Alternative to Ramaphosa’s energy plan – including tax rebates

 ·3 Aug 2022

The Democratic Alliance (DA) has published its Energy and Electricity Policy – an alternative to the energy plan published by president Cyril Ramaphosa last week – focusing on access to cheap electricity and ending load shedding in South Africa

According to the DA, its policy differs from what the government has put forward in that it is actively ‘consumer-centric’ and proposes to facilitate feeding surplus energy from customers into the grid.

Notably, the new policy proposes incentives for personal solar installations by granting a once-off tax rebate to households that install them.

Broadly, the key proposal are:

  • A tax rebate for households installing solar;
  • Opening up alternative sources of power supply to meet the country’s basic requirements to end load shedding;
  • Provide amnesty to households with illegal connections to incentivise the move away from such connections;
  • End the state’s monopoly on energy generation, supply and distribution;
  • Privatise and unbundle Eskom by selling power stations to private owners until their end of life.

“Commercially viable power stations should be sold to private owners and operated until the end of the remaining life of the station. The envisioned end state for generation is of a diversified and competitive generation sector,” said the DA.

The party argues that Eskom should be unbundled so that there are multiple entirely separate enterprises that do not fall under a holding company.
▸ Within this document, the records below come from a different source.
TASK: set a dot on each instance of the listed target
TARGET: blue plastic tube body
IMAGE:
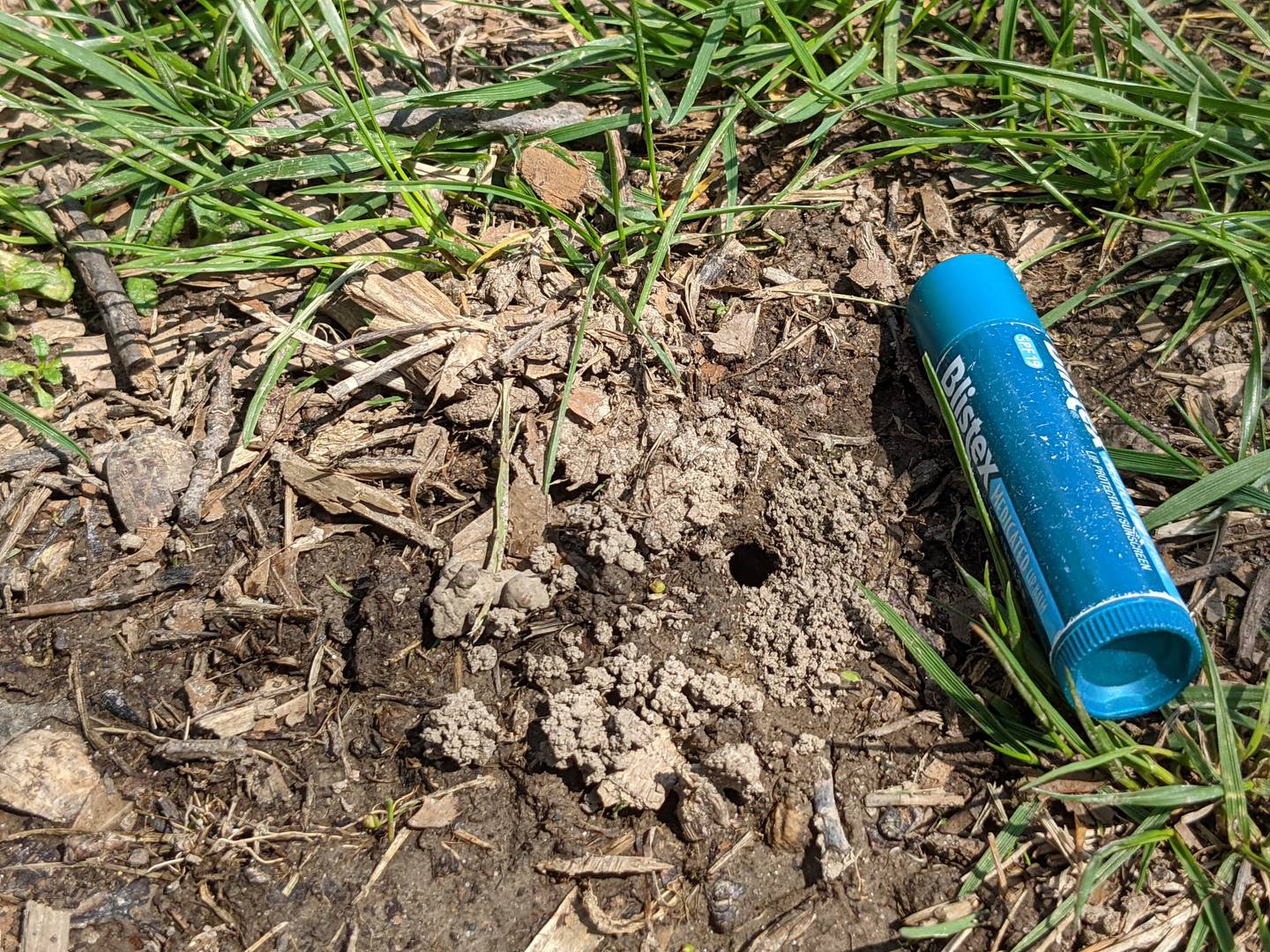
(1109, 609)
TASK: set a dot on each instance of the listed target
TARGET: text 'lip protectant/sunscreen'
(1110, 612)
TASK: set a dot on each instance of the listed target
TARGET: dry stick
(220, 421)
(392, 362)
(122, 325)
(169, 579)
(1254, 612)
(836, 852)
(45, 929)
(459, 118)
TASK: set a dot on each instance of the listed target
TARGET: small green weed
(48, 368)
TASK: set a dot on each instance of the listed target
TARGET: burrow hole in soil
(752, 565)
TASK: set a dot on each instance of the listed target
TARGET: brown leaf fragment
(45, 929)
(589, 404)
(603, 866)
(560, 178)
(736, 338)
(435, 814)
(48, 772)
(935, 210)
(527, 508)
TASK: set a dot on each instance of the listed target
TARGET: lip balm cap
(1128, 657)
(961, 294)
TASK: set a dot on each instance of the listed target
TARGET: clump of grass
(1209, 750)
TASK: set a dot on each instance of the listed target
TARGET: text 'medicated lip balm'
(1090, 570)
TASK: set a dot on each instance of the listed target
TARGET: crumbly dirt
(672, 645)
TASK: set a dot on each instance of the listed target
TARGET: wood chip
(639, 776)
(45, 929)
(566, 929)
(243, 715)
(340, 495)
(603, 866)
(48, 773)
(900, 796)
(589, 404)
(216, 750)
(435, 814)
(935, 211)
(785, 931)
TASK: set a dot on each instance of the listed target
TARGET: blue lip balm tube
(1106, 605)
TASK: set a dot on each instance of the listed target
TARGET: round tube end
(961, 294)
(1129, 657)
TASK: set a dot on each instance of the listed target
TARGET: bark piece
(736, 338)
(48, 772)
(45, 929)
(220, 421)
(435, 814)
(1254, 614)
(603, 866)
(400, 303)
(340, 495)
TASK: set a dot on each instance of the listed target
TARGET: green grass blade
(1254, 383)
(1211, 489)
(571, 376)
(950, 682)
(1235, 800)
(701, 63)
(22, 415)
(1183, 795)
(1019, 822)
(260, 38)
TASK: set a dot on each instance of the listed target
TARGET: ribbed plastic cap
(961, 294)
(1129, 657)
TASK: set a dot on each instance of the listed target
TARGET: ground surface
(675, 651)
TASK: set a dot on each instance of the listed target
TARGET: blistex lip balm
(1114, 621)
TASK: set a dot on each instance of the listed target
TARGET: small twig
(220, 421)
(385, 365)
(458, 118)
(836, 852)
(26, 513)
(117, 598)
(1254, 614)
(398, 842)
(45, 929)
(259, 943)
(19, 490)
(120, 317)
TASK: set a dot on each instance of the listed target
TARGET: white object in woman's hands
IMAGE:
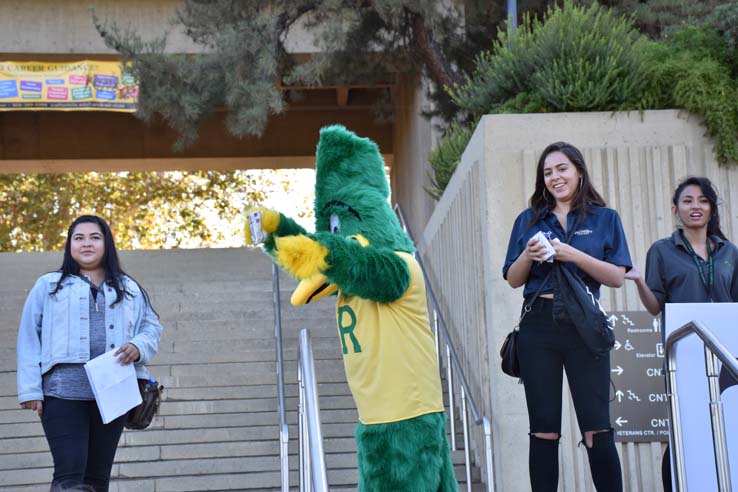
(257, 232)
(550, 251)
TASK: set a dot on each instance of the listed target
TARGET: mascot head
(351, 191)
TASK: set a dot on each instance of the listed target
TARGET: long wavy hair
(111, 264)
(708, 190)
(586, 196)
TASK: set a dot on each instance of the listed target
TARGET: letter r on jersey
(347, 328)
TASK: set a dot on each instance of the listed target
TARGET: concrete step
(218, 426)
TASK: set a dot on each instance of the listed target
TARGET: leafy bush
(576, 59)
(446, 156)
(590, 59)
(691, 70)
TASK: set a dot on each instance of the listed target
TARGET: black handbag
(509, 349)
(140, 417)
(574, 303)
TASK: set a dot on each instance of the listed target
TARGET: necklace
(708, 279)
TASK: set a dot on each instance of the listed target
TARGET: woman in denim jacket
(88, 307)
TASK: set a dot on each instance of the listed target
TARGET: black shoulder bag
(509, 349)
(576, 304)
(140, 417)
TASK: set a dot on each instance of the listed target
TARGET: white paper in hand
(550, 251)
(114, 385)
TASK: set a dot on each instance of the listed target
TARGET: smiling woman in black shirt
(696, 263)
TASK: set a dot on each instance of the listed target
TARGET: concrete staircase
(218, 426)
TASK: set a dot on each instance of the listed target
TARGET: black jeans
(82, 446)
(545, 350)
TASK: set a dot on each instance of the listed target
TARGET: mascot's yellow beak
(317, 286)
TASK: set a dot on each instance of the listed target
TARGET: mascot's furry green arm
(360, 253)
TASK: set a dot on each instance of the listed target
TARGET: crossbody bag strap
(528, 305)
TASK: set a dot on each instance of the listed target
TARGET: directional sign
(639, 406)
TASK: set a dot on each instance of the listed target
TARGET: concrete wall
(43, 26)
(635, 160)
(413, 138)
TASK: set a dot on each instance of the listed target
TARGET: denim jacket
(56, 329)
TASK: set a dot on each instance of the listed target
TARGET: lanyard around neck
(708, 280)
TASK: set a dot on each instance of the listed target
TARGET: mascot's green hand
(300, 255)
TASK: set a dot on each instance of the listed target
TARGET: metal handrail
(284, 435)
(714, 351)
(452, 360)
(313, 475)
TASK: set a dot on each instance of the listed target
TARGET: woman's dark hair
(586, 196)
(110, 262)
(708, 190)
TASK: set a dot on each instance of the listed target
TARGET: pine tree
(244, 65)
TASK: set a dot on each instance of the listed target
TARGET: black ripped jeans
(545, 350)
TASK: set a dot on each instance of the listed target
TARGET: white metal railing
(453, 366)
(313, 475)
(714, 351)
(284, 435)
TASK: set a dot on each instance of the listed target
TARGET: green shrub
(691, 70)
(577, 59)
(446, 156)
(590, 59)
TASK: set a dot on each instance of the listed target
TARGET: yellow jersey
(389, 353)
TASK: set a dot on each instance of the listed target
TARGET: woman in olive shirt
(696, 263)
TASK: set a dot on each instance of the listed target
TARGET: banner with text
(66, 86)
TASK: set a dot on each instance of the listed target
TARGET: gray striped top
(69, 381)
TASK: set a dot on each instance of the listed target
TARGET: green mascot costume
(360, 253)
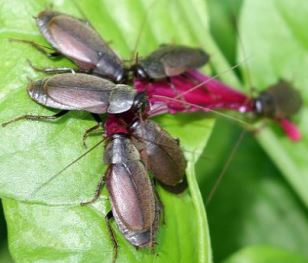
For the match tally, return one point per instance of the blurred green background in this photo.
(255, 215)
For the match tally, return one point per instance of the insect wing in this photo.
(131, 192)
(164, 156)
(73, 91)
(172, 60)
(77, 40)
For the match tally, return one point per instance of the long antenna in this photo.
(64, 169)
(225, 168)
(141, 29)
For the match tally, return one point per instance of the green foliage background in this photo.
(259, 212)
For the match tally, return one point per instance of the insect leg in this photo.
(53, 70)
(88, 132)
(36, 117)
(93, 129)
(112, 236)
(97, 191)
(39, 47)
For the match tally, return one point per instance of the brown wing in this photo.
(164, 156)
(129, 186)
(81, 92)
(77, 40)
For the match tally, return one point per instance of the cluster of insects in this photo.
(101, 84)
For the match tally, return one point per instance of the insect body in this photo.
(78, 41)
(134, 205)
(279, 101)
(162, 153)
(170, 60)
These companies can then be purchased by private owners to drive competition in the energy sector.

“The envisioned end state for generation is of a diversified and competitive generation sector.”

With generation and distribution privatised, the remaining transmission entity of Eskom, free from conflicts of interest, should become a national, state-owned Independent Transmission System and Market Operator (ITSM), said the DA.

This state-owned transmission system should be allocated with power planning, procurement, contracting, grid system and electricity market operation functions, said the DA.

“South Africa needs a competitive energy market where the state does not have a monopoly on energy generation, supply, and distribution. There should be a multiplicity of private suppliers competing with one another to provide the best service and lowest price. This requires making it easier for energy suppliers to enter and participate in energy markets.”

The DA’s alternative energy plan can be read here.

Opposite plans

The DA’s policy proposal comes after president Cyril Ramaphosa’s presented his energy plan last week (July) which aims to tackle the decades-long energy crisis by reducing red tape and fast-tracking new energy capacity to bolster the country’s energy sources.

In terms of the president’s plan, the government intends to incentivise private rooftop solar installation through new rules and pricing structures – called a ‘feed-in’ tariff. Under this proposed tariff, commercial or personal entities that have installed solar panels could feed surplus power to Eskom for credit on their bills.

Similarities between the DA’s policy and Ramaphosa’s plan are present.

Ramaphosa’s plan includes finding alternative sources of power supply to meet the country’s basic requirements to end load shedding – including buying more power from independent producers, importing power from neighbouring countries, and turning to gas power to boost capacity.

However, the plans are ideologically opposed.

While the DA is pushing for privatisation and less control in the sector by the state, Ramaphosa and the wider ANC’s standpoint is to get more state involvement.

Even though the government is unbundling Eskom into three different units – with at least one competing in an open market – it has shot down talk of privatising the power utility. Meanwhile, the ANC is increasingly talking up a second state-owned power utility.

Broadly, the president’s interventions include:

  • Boost the recruitment of skilled workers at Eskom and address sabotage and theft at the utility;
  • Improve logistics to ensure that diesel-fired turbines are supplied in a timely fashion;
  • Allow Eskom to buy excess power from private producers;
  • Import more power from countries in the region;
  • Implement a programme to incentivise the efficient use of power to cut demand by 600 megawatts;
  • Easing local content requirements so that renewable-power projects awarded in the so-called Bid Window 5 can go ahead;
  • Boosting the size of the sixth bid window and expediting further rounds;
  • Announce a plan to deal with Eskom’s debt before October.